Doctor Who: Day of the Daleks

Doctor Who: Day of the Daleks June 8, 2013

Day of the Daleks” is one of the episodes from the Jon Pertwee era that I clearly remember seeing when I was younger. It may well be the first story I encountered which featured a temporal paradox – time travel from the future to the present in an attempt to stop something from happening, only for it to turn out that the time travelers actually caused the event in the first place.

It is also the first episode I remember seeing and thinking, as the Doctor sought to escape from Daleks, “Quick, run up some stairs!”

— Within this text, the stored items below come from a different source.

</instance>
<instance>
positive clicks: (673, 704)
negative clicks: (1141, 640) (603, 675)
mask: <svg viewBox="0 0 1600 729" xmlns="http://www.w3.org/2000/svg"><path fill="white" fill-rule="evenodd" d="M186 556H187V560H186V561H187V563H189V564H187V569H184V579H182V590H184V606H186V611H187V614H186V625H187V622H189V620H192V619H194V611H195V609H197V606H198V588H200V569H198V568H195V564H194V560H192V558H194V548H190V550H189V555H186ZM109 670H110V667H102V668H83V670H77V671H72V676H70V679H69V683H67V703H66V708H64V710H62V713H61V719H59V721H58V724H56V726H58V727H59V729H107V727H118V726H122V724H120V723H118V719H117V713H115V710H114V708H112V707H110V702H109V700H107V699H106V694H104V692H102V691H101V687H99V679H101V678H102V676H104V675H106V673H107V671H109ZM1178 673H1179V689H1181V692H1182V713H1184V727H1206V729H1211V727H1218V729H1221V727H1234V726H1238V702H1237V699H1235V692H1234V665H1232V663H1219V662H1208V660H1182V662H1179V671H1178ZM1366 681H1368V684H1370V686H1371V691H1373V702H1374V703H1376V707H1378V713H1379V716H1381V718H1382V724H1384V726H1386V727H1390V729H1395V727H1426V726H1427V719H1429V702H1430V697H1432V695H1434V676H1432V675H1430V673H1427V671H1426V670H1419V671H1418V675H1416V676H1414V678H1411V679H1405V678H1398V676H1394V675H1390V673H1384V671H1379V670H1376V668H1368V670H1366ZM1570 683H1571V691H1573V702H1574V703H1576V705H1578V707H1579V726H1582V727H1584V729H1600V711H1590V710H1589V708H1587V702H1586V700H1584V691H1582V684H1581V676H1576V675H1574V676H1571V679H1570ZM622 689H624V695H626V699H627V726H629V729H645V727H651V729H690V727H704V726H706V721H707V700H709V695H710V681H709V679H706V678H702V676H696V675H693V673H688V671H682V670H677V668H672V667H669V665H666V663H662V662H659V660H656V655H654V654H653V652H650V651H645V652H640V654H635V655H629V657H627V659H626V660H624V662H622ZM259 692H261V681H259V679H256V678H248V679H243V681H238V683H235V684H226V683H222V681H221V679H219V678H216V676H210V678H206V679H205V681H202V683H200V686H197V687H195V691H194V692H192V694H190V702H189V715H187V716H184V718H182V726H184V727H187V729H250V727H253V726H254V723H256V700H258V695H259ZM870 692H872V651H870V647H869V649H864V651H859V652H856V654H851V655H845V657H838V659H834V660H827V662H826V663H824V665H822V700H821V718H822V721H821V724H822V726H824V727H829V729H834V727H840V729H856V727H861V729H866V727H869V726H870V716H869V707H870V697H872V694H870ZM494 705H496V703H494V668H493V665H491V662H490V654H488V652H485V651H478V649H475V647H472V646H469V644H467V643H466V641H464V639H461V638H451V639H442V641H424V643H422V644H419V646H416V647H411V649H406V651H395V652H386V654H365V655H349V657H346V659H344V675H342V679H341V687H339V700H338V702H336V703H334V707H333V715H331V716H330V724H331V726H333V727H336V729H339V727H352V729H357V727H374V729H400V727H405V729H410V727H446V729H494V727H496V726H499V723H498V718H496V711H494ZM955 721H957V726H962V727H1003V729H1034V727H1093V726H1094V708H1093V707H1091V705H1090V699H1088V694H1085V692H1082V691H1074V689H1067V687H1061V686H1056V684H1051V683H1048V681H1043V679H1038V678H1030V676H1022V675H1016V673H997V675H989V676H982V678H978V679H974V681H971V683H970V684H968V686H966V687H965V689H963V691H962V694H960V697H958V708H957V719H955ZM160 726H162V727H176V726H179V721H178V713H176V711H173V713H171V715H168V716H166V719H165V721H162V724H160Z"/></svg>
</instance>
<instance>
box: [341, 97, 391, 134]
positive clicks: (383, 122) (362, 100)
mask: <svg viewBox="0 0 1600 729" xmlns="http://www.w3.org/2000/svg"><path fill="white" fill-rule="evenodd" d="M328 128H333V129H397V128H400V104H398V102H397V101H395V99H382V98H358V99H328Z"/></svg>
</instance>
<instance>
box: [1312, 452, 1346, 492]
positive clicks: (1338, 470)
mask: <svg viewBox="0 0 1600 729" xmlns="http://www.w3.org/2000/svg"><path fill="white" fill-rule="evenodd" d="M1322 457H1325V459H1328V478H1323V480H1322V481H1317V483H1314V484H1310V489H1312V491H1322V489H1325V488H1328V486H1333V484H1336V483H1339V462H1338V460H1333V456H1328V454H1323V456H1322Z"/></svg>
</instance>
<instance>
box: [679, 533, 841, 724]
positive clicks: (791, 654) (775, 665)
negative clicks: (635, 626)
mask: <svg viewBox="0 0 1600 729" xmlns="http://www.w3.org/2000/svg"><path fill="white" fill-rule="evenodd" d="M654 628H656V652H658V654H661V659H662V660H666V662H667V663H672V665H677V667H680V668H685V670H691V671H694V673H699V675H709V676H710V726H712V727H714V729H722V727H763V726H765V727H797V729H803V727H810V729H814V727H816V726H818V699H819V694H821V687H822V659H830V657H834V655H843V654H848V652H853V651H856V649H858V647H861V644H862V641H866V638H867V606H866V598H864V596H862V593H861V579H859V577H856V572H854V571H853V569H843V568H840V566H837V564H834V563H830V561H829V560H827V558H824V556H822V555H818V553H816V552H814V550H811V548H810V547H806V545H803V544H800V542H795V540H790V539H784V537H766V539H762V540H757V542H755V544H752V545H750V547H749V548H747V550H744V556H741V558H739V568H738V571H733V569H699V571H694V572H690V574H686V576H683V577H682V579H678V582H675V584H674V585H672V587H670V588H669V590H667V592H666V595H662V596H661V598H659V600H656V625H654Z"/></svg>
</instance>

For those interested in the show’s intersection with religion, there is material of interest. When a time traveler from the future first appears, and then disappears, the man who saw it interprets it as a ghost. And the Doctor speaks rather disdainfully of the “unimaginative nature of the military mind” when the Brigadier scoffs at talk of ghosts. Once more, the Doctor at once seems to debunk the supernatural, and to affirm its reality when understood as something explicable in scientific terms.

The episode also explores some very serious ethical questions. The time travelers come from a future where ongoing human war (“Humans are always squabbling over something”) left Earth vulnerable, and the Daleks took over. And so they have come back to kill the person they believe was responsible for causing that state of war. They ask whether killing one man to save millions is still murder.

The Doctor says at one point, “Changing history is a very fanatical idea.” And that applies not only to trying to time travel to the past and rewrite it. Trying to change what history will be from a future perspective is also rather fanatical. (There is a great SMBC cartoon about trying to change history through time travel which is relevant to this topic).

The figure of the controller is also an interesting one to look at in relation to moral questions. Is it better to be a quisling and help save lives, or to fight? It can be easy to treat the answer to such a question as simple and straightforward, but in practice things are more complex.

If you’ve seen the episode, what did you think of it? And what’s the first story you read or watched that features a temporal paradox?